I first came across Kym Shumsky’s work around two years ago but despite a few Twitter conversations, having mutual friends and working across the street from one another, we had never had the opportunity to meet. When I saw on Twitter a few weeks ago that Kym was launching a new photography project and looking for other photographers to collaborate with I jumped at the chance to both ask her to guest post here and to be one of her collaborators. I’m pleased to say that she agreed to both. Kym and I met and concocted a plan over coffee and while we’re keeping the details under wraps for now, I promise to share the results here when I can. In the meantime, I’m pleased to welcome Kym to Mortal Muses today to share her work and her thoughts on collaboration with us. ~ Debra
Kym Shumsky on Collaboration and the Two-shot
The thing about an actual two-shot – the t.v. journalism kind – is that it’s manufactured. It’s a quick set-up of the interviewer and the interviewee, usually right after the actual talking takes place. Visually, it’s filler: inserted into the spaces between head shots to keep the audience’s attention. When you see those frames in the nightly newscast, there’s as good a chance as any that they’re discussing the weather, or how to validate parking in that particular moment. Definitely not the news.
Photography – the kind involving people in particular – shares a similar need for the manufactured. Controlling the visual – even as lightly as positioning a cup, or opening a window – are the little things that help provide the raw materials that go into storytelling; words and verbs for the eyes.

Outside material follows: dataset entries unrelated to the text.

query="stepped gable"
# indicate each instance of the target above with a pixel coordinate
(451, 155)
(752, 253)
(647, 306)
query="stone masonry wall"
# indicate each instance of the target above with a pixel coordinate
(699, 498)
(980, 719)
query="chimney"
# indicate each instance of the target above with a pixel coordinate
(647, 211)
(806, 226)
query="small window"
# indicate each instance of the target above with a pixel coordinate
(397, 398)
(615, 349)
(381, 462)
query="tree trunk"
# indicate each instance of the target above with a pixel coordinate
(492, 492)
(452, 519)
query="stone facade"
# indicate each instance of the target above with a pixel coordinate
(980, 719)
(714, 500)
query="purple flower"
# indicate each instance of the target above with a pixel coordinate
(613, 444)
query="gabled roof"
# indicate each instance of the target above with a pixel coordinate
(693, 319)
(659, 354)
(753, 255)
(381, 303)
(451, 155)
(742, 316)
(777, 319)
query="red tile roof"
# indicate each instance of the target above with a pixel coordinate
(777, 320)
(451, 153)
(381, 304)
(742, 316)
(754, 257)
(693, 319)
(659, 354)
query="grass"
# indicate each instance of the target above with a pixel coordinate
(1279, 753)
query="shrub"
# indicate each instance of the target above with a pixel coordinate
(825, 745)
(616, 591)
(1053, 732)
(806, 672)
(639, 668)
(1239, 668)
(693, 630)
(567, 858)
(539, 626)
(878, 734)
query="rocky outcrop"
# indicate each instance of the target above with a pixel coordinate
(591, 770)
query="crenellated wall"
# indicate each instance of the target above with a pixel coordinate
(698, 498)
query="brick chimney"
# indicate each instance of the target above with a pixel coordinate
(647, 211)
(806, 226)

Plus, it helps with the talent; well past the awkward first 10 minutes of shooting someone you have never met, conversation had best be going well. It’s not? Open the window. Change the frame. A change of perspective brings a second opportunity to take that perfect portrait shot. Or sit your handsome husband next to them, see if he can fix it.
But what happens when it isn’t just one vision you’re trying to find, but two? What are they REALLY saying in the two-shot?
I’ve done this before; three years ago, I asked out loud what it would be like to photograph strangers, and summarily met 100 of them. Now in the early days of the yet untested TwoShot.ca, what I hope to achieve is in many senses a deconstruction. If portraiture was the headline news, what I’m looking for is feature material. And I’m signing up other photographers to make sure I get the right perspectives. Two photographers, same place, same time. And at the end of it, a single arrangement of our best shots. A story as much about the things we are shooting as it is about us.
Because the story happening on the other side of the lens is always just as important.
Kym Shumsky really is just an amateur photographer with a completely unrelated day job and a blissfully ordinary life. She is married to an excellent fellow who does not mind being called a light stand, and is pretty much awesome in every other way, too. She was raised in Winnipeg.